Professor Nash said: “Results indicate that the region was affected by severe or multi-year drought on eight occasions (1836-38, 1861-63, 1865-66, 1868-70, 1876-79, 1883-85, 1886-90 and 1895-1900). Six wetter than average periods were also identified (1847-49, 1854-57, 1863-65, 1879-81, 1890-91 and 1892-94). The timing of these events agrees well with independent reconstructions of nineteenth century rainfall for other parts of southern Africa, suggesting subcontinental scale variability.
"The timing of droughts shows a strong relationship with El Niño events, particularly during the latter half of the nineteenth century. Drought events were particularly severe during the rainy season immediately following an El Niño event."
Professor Nash said combining the results of this study with other annually-resolved records of past climate from southern Africa and surrounding oceans shows that mean summer rainfall has been declining progressively over the subcontinent for the last 200 years.
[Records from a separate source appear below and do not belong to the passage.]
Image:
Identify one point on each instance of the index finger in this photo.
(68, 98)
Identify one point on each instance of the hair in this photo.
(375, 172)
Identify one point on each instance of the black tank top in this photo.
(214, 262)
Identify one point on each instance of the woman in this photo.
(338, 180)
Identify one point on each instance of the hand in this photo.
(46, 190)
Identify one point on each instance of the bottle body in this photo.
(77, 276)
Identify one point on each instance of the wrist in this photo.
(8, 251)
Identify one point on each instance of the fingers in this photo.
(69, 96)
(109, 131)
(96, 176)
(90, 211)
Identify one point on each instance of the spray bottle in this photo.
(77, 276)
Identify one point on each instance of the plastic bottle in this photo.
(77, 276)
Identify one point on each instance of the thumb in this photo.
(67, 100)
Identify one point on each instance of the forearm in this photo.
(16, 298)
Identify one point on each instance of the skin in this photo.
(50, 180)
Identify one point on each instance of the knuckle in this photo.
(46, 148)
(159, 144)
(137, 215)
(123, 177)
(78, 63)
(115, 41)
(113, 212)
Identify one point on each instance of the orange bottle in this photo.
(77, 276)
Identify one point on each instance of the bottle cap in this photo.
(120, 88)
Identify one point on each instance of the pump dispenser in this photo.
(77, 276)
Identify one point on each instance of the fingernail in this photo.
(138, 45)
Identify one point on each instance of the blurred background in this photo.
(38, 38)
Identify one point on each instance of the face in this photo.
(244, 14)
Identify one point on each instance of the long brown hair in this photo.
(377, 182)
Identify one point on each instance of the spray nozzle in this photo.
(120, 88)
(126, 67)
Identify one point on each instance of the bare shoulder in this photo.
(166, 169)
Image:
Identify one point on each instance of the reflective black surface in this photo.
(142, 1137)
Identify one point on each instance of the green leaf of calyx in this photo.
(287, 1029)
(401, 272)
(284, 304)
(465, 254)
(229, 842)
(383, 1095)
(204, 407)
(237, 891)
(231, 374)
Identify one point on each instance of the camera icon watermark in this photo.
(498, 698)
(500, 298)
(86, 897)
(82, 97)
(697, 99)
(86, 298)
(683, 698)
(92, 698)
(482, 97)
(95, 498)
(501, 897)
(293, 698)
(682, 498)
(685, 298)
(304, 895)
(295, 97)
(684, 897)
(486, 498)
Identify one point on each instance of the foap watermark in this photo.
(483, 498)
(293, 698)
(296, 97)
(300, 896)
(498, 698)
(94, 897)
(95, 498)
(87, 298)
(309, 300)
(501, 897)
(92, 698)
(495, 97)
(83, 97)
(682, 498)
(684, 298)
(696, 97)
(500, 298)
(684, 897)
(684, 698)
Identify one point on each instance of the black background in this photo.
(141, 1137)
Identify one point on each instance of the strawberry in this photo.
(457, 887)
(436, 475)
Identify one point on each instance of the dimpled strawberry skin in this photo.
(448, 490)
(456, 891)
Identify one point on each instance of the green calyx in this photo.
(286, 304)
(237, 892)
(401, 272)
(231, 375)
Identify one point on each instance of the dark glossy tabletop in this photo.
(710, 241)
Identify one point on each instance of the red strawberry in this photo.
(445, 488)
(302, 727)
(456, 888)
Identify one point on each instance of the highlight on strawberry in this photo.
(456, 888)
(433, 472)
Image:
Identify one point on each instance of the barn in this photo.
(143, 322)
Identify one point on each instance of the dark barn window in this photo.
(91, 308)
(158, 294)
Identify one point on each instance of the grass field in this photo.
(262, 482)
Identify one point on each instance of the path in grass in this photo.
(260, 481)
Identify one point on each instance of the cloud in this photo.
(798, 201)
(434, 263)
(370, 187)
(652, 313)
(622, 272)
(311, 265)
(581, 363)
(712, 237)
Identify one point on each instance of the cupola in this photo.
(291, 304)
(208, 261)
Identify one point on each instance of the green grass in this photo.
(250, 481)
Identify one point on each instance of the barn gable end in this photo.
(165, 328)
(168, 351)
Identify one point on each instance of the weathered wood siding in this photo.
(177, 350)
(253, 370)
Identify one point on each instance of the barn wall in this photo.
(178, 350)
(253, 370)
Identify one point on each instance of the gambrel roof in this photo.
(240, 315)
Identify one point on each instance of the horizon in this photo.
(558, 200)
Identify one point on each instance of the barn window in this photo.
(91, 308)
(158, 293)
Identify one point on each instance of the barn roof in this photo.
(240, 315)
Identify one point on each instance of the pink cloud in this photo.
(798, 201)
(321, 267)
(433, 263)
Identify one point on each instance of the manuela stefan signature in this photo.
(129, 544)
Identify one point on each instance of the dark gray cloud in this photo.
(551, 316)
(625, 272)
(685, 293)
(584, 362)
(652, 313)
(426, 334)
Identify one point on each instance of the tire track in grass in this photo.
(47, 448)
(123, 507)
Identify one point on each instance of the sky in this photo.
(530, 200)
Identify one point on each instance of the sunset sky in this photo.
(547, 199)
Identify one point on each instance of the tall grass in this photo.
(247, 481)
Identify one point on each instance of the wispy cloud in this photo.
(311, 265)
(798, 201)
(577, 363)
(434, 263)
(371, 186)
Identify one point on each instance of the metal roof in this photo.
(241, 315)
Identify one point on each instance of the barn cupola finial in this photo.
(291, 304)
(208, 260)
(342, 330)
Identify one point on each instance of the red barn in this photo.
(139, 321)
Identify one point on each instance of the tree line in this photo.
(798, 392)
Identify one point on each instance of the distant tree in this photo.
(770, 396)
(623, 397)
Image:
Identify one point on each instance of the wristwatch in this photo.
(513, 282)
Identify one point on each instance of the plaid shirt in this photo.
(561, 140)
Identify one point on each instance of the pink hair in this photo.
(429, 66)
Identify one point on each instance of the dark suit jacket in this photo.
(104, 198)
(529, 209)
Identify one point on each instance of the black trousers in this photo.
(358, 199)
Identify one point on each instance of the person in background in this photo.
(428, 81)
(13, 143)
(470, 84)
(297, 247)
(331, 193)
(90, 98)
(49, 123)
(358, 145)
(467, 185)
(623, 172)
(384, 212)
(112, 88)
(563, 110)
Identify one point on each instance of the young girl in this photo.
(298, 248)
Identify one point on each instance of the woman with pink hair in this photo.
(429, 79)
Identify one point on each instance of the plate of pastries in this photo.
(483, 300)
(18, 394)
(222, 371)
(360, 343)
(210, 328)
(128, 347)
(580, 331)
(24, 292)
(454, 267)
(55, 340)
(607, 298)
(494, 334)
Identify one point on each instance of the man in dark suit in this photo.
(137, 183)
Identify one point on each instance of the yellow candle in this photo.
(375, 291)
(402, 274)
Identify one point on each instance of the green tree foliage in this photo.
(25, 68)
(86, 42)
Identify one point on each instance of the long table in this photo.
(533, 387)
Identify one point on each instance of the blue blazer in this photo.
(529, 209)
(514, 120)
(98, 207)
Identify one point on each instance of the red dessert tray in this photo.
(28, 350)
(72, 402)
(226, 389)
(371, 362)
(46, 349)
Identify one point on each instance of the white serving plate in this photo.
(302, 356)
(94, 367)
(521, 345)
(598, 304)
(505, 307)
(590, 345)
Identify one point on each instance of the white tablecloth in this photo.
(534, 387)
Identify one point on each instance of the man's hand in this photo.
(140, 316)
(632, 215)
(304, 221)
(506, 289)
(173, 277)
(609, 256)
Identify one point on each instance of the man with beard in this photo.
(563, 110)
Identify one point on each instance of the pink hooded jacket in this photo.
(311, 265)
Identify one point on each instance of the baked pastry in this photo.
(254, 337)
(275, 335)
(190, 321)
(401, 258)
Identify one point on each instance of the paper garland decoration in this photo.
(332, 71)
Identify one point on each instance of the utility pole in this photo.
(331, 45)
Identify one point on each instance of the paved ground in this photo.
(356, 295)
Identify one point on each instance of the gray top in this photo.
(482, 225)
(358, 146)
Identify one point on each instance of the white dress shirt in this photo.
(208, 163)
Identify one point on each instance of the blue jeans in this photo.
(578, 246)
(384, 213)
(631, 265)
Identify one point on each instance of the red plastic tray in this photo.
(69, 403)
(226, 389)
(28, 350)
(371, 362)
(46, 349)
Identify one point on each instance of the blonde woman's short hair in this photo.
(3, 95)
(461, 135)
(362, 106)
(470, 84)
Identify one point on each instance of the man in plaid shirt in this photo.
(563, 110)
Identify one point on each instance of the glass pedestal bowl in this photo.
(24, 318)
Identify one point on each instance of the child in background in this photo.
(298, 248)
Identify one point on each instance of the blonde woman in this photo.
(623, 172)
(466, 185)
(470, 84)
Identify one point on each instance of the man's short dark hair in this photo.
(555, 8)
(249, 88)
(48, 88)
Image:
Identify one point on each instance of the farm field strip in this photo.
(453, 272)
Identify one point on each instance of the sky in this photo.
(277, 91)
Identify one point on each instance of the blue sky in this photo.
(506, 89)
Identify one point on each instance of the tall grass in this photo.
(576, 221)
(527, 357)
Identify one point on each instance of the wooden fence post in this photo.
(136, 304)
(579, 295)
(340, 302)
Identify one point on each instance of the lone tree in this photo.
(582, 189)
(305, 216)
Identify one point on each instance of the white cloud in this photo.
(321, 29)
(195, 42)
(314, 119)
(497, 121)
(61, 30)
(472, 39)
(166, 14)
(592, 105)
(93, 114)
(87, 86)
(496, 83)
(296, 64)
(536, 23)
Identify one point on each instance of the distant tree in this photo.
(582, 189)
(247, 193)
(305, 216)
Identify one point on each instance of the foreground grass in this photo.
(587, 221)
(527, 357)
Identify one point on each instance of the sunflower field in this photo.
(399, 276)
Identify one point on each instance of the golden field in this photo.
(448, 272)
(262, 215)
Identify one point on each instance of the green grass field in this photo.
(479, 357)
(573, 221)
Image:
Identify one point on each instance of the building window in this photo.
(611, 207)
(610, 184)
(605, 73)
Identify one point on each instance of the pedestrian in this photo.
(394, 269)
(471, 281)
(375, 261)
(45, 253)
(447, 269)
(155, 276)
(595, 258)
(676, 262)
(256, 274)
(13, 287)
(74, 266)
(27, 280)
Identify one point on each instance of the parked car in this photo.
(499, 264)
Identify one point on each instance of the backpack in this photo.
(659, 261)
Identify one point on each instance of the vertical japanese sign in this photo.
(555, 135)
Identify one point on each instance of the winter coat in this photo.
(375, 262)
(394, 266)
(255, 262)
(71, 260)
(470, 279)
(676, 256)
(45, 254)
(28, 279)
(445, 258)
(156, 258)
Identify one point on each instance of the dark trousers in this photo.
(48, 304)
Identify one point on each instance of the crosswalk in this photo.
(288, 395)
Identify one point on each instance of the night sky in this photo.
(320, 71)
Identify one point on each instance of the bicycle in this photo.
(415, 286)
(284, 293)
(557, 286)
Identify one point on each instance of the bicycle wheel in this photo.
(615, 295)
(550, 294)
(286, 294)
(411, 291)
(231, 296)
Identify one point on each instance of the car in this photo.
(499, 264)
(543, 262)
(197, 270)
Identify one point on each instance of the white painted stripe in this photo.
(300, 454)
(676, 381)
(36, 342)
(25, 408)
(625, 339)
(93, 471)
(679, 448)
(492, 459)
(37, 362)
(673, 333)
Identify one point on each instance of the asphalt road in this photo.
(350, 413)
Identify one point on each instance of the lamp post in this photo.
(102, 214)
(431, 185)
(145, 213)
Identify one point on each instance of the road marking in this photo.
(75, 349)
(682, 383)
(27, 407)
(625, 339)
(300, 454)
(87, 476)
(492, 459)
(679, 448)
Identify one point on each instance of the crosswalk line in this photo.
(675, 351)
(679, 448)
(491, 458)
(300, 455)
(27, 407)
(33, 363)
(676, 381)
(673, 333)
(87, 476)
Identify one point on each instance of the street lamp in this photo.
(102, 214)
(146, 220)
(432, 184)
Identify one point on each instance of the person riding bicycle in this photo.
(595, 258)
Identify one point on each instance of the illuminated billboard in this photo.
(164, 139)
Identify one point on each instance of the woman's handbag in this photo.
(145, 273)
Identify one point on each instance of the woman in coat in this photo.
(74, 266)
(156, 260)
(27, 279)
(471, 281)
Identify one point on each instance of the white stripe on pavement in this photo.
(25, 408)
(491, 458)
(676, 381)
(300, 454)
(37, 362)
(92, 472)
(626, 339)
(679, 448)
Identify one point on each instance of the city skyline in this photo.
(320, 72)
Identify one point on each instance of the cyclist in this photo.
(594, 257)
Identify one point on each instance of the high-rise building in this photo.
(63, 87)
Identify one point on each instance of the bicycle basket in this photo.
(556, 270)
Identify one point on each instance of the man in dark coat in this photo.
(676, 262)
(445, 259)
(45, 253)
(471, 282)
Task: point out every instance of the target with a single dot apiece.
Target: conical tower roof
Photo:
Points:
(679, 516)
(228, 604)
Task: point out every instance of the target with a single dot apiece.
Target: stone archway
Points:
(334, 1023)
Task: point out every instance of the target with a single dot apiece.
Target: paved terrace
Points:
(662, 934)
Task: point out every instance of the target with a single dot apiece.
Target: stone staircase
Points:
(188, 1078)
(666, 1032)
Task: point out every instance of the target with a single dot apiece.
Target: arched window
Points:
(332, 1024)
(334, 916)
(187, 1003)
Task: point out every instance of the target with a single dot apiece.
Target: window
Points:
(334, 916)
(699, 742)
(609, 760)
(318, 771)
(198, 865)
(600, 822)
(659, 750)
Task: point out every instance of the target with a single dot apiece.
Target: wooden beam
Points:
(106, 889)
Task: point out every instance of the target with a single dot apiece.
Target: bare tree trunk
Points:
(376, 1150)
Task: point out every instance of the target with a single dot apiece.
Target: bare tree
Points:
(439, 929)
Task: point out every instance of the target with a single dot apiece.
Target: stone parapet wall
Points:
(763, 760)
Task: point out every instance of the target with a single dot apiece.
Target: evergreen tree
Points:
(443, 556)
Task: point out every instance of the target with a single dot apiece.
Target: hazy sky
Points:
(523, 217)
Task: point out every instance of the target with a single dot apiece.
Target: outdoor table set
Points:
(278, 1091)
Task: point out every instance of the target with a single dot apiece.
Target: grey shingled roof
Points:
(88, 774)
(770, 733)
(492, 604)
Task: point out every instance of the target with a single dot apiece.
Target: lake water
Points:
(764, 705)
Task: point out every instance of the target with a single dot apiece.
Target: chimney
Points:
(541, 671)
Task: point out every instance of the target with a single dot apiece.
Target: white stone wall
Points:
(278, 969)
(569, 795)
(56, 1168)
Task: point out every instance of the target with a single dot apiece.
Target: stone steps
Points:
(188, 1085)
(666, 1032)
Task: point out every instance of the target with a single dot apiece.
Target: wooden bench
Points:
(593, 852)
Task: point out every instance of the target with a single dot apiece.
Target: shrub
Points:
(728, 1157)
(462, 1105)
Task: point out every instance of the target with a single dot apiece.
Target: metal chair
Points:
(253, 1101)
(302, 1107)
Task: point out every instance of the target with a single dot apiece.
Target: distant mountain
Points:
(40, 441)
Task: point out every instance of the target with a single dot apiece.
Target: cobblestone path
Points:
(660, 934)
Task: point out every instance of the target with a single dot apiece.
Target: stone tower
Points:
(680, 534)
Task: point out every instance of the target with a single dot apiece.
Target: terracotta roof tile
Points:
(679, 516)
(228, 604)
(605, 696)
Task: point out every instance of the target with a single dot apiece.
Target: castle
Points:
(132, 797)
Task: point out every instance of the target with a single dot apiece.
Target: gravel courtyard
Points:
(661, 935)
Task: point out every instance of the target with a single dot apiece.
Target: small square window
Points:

“We knew from our previous research that historical documents held huge potential for reconstructing the climate of the past. What we never expected was the level of detail we would find in materials from KwaZulu-Natal. From newspapers such as the Natal Witness we could build up an almost weekly picture of the weather from across the region.
"Our work not only identifies rainfall variability in KwaZulu-Natal but also confirms that the link between El Niño and drought in southern Africa is long-standing."
The research, funded by the Leverhulme Trust, was conducted in collaboration with the University of Nottingham, Hedmark University College (Norway), King’s College London and the University of Sussex.